By Barry Zimmer on October 15th, 2020 in Estate Planning
You may have heard about the existence of an Ohio estate tax at some point in time. If you are under the impression that this is a tax that you should be concerned about, we have some good news to pass along.
There was a state level estate tax in our state, but it was repealed in 2013. We are all in the clear for the most part, but there is another consideration. If you own property that is located in a state that has an estate tax, it would apply to your estate if the value of the property exceeds the exclusion in that state.
The exclusion is the amount that can be transferred before the remainder would be subject to the tax. Exclusion amounts vary depending on the state, but the lowest state-level exclusions in the country are in Massachusetts and Oregon. These states have one million-dollar exclusions.
A small handful states have inheritance taxes, and Maryland has an inheritance tax and an estate tax. We do not have one of these taxes in Ohio, but once again, a transfer of property that is located in one of the states could be subject to taxation.
Federal Estate Tax
Though we do not have to worry about an Ohio estate tax, there is a federal estate tax that can potentially impact any American. That’s the bad news, but the good news is that there is a very high exclusion, so a tiny percentage of people are exposed to this tax.
At the present time, the exclusion stands at $11.58 million. It could be changed via legislative mandate, and it was $5 million adjusted for inflation prior to 2018. We have an election looming over the horizon, and a change in legislative priorities could trigger an exclusion reduction.
If you are going to be exposed to the federal estate tax, you would logically consider lifetime gift giving as a way to get around it. Unfortunately, there is a gift tax that is unified with the estate tax, so the exclusion applies to large lifetime gifts as well.
It should be noted that there is an additional gift and estate tax exclusion. You can give as much is $15,000 to any number of people within a calendar year free of this tax without using any of your $11.58 million unified gift and estate tax exclusion.

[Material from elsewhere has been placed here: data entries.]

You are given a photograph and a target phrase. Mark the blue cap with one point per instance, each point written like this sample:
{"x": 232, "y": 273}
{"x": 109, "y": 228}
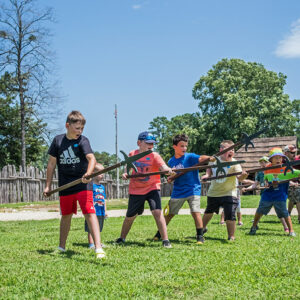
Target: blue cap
{"x": 148, "y": 137}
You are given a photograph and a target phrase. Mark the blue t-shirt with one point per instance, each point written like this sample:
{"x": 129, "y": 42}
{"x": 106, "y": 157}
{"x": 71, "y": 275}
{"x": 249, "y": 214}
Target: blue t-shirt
{"x": 189, "y": 183}
{"x": 99, "y": 199}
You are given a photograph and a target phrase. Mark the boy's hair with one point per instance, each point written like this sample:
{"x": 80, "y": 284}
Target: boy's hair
{"x": 75, "y": 116}
{"x": 180, "y": 137}
{"x": 230, "y": 142}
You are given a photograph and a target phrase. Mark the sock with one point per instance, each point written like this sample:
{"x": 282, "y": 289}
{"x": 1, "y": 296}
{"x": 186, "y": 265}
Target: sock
{"x": 199, "y": 231}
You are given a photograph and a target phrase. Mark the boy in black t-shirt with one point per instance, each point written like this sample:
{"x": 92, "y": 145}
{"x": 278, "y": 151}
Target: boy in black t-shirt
{"x": 72, "y": 154}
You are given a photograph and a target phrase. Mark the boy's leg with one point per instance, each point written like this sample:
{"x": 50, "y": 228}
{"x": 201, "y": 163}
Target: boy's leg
{"x": 206, "y": 218}
{"x": 222, "y": 218}
{"x": 213, "y": 205}
{"x": 230, "y": 205}
{"x": 256, "y": 219}
{"x": 285, "y": 227}
{"x": 93, "y": 224}
{"x": 65, "y": 224}
{"x": 126, "y": 226}
{"x": 161, "y": 223}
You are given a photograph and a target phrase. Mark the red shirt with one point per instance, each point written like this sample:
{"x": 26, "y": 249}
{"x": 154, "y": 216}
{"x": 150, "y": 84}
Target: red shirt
{"x": 149, "y": 163}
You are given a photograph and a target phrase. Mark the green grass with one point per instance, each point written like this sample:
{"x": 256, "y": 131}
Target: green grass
{"x": 265, "y": 266}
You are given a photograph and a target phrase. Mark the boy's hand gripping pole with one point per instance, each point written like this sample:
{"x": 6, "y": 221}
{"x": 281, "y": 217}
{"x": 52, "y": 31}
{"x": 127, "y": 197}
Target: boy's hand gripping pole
{"x": 128, "y": 161}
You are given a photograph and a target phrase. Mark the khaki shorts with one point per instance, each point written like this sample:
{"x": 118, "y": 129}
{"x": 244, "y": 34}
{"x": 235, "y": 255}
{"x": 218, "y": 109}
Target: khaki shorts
{"x": 176, "y": 203}
{"x": 294, "y": 195}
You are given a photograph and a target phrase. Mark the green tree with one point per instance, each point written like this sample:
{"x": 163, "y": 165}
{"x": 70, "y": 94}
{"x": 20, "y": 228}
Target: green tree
{"x": 10, "y": 142}
{"x": 237, "y": 96}
{"x": 24, "y": 50}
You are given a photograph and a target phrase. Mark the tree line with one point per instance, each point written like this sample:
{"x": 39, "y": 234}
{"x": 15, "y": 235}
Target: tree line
{"x": 233, "y": 97}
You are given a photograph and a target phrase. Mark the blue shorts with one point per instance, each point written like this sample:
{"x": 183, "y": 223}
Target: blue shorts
{"x": 279, "y": 206}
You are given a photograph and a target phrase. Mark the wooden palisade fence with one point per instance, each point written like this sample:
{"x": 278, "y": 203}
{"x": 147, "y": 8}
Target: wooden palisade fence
{"x": 28, "y": 185}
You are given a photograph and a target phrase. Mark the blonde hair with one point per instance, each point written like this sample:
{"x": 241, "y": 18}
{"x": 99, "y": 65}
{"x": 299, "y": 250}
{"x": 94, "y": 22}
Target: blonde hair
{"x": 75, "y": 116}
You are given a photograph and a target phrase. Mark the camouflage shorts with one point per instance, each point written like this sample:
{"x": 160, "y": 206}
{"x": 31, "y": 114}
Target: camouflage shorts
{"x": 294, "y": 194}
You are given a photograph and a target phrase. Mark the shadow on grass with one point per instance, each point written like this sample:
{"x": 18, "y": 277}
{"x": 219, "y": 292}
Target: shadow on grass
{"x": 84, "y": 245}
{"x": 68, "y": 253}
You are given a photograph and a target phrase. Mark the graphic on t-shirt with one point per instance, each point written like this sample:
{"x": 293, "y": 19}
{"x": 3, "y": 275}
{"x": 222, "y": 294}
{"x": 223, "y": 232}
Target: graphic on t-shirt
{"x": 142, "y": 168}
{"x": 68, "y": 157}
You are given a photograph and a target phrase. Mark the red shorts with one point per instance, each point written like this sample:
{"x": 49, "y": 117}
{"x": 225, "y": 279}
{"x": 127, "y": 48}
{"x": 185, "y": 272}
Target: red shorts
{"x": 68, "y": 204}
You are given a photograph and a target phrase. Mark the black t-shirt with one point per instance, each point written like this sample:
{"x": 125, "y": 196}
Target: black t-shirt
{"x": 71, "y": 161}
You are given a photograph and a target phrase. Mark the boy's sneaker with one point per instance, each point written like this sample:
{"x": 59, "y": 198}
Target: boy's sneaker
{"x": 200, "y": 239}
{"x": 253, "y": 230}
{"x": 167, "y": 244}
{"x": 100, "y": 253}
{"x": 120, "y": 241}
{"x": 91, "y": 246}
{"x": 157, "y": 236}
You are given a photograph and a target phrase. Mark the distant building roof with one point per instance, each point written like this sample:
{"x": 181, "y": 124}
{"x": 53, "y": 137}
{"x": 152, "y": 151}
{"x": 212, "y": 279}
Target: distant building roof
{"x": 261, "y": 148}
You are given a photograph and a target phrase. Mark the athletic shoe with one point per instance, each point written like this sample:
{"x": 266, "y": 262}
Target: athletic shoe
{"x": 253, "y": 230}
{"x": 91, "y": 246}
{"x": 100, "y": 253}
{"x": 200, "y": 239}
{"x": 120, "y": 241}
{"x": 157, "y": 236}
{"x": 167, "y": 244}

There are no federal gift or estate taxes on transfers between spouses, and a surviving spouse would be able to use the exclusion that was available to their deceased spouse.

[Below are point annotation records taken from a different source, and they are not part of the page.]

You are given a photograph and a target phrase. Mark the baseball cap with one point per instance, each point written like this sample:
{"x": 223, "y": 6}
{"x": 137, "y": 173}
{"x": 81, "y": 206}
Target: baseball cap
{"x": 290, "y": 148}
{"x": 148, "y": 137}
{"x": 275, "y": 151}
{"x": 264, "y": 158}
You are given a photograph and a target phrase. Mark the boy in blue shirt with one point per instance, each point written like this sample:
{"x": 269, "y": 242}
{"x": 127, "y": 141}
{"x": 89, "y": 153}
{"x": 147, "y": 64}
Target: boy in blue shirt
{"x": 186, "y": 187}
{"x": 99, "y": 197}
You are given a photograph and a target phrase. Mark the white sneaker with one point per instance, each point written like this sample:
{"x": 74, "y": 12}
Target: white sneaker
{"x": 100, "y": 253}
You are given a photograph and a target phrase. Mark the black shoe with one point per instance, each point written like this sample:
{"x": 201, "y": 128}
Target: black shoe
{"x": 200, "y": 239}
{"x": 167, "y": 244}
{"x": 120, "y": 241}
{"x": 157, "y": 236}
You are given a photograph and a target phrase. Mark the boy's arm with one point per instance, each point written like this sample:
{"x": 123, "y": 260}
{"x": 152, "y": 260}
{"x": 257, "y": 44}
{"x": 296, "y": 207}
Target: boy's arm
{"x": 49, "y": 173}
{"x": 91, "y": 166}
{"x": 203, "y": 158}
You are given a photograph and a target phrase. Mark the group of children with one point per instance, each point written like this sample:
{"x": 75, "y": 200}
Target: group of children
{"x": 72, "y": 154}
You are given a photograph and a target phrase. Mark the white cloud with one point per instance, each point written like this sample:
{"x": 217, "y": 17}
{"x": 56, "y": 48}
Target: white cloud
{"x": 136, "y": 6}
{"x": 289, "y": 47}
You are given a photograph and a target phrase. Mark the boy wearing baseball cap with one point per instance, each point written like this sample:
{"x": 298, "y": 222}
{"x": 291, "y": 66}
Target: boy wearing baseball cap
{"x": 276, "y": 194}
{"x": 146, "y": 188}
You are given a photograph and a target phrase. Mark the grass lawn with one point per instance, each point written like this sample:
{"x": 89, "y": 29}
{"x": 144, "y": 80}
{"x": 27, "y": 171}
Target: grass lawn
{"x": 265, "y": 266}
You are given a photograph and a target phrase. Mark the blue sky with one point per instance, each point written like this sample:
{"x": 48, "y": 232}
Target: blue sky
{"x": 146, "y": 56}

Download Our Free Worksheet
There are multiple posts on this blog that you can explore to learn more about the estate planning process, and we have additional resources on this site. One of them is our worksheet, and we get a lot of positive feedback from people that have gone through it.

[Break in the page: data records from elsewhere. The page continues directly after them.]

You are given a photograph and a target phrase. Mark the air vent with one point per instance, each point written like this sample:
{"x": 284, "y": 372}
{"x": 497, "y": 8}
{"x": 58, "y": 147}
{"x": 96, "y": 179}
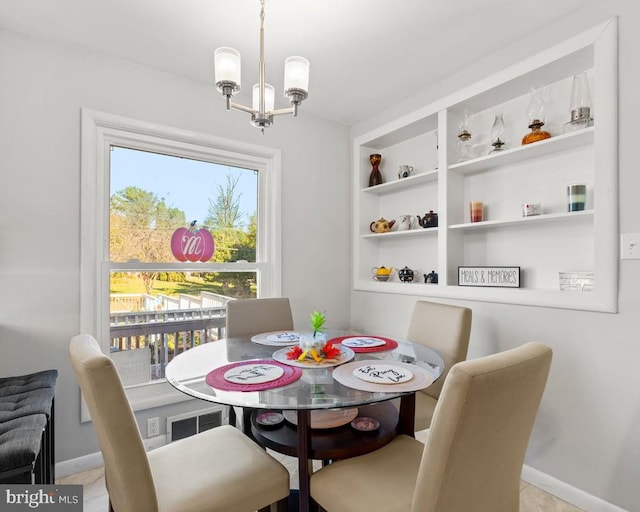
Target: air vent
{"x": 185, "y": 425}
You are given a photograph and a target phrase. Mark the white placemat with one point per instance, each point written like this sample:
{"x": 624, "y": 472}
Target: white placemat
{"x": 422, "y": 378}
{"x": 380, "y": 373}
{"x": 277, "y": 338}
{"x": 254, "y": 373}
{"x": 362, "y": 342}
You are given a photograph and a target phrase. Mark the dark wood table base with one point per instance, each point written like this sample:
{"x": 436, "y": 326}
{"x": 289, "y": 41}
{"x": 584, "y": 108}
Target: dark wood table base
{"x": 331, "y": 444}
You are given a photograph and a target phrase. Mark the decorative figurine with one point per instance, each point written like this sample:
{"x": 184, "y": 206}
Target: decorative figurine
{"x": 405, "y": 171}
{"x": 405, "y": 274}
{"x": 375, "y": 178}
{"x": 432, "y": 277}
{"x": 381, "y": 273}
{"x": 430, "y": 220}
{"x": 381, "y": 225}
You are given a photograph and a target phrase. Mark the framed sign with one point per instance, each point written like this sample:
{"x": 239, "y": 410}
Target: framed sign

There is no charge for this valuable tool, so you should really take advantage of this opportunity. To get access to your copy, visit our worksheet page and follow the simple instructions.
We Are Here to Help!
Written information is great, you should absorb as much of it as you can if you are still trying to get a feel for the estate planning process. This being stated, at some point in time, it is time to take action to put a plan in place for the benefit of your loved ones.
In addition to the events that will take place after your passing, a comprehensive plan will also address the eventualities of aging. Most elders will need some type of living assistance, and over one third of senior citizens will eventually reside in costly nursing homes.
Medicare does not pay for long-term care, but Medicaid will cover these costs. If you take the right steps in advance, you can live comfortably as you aim toward Medicaid eligibility.